人生からポエジーを引き出すより、人生をポエジーに変える方がよいのではなかろうか?

初版への序

 おそらく書くことを正当化する唯一のものは、書くという行為が、ある日われわれがわれわれ自身に発した問いかけに、そして、その回答が得られるまでは、一瞬たりともわれわれを安閑とはさせておかないあの問いかけに、答えようと勤めている、ということである。偉大な書物ーつまり、<必要な>本ということであるがーとは、他の人々が明確に表現することなく、漠然と持っている問に答えることができる書物がある。わたしはこの本を生む原因となった疑問が、多くの人々の眠りを妨げるようなものであるのかどうか知らない。そして、それに与えたわたしの答が一般の賛同を得られるかどうかについては、なおさら心もとない。

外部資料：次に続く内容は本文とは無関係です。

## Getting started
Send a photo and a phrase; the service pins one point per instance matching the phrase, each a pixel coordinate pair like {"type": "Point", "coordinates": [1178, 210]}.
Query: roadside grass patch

しかしながら、自分の答の広がりと有効性に自信がないとしても、わたしはその個人的必要性に確信を持っている。わたしは詩を書き始めて以来、それは為すに値することであろうか、と自問してきたー人生からポエジーを引き出すより、人生をポエジーに変える方がよいのではなかろうか? ポエジーにおける普遍的感応(コムニオン)は可能であろうか?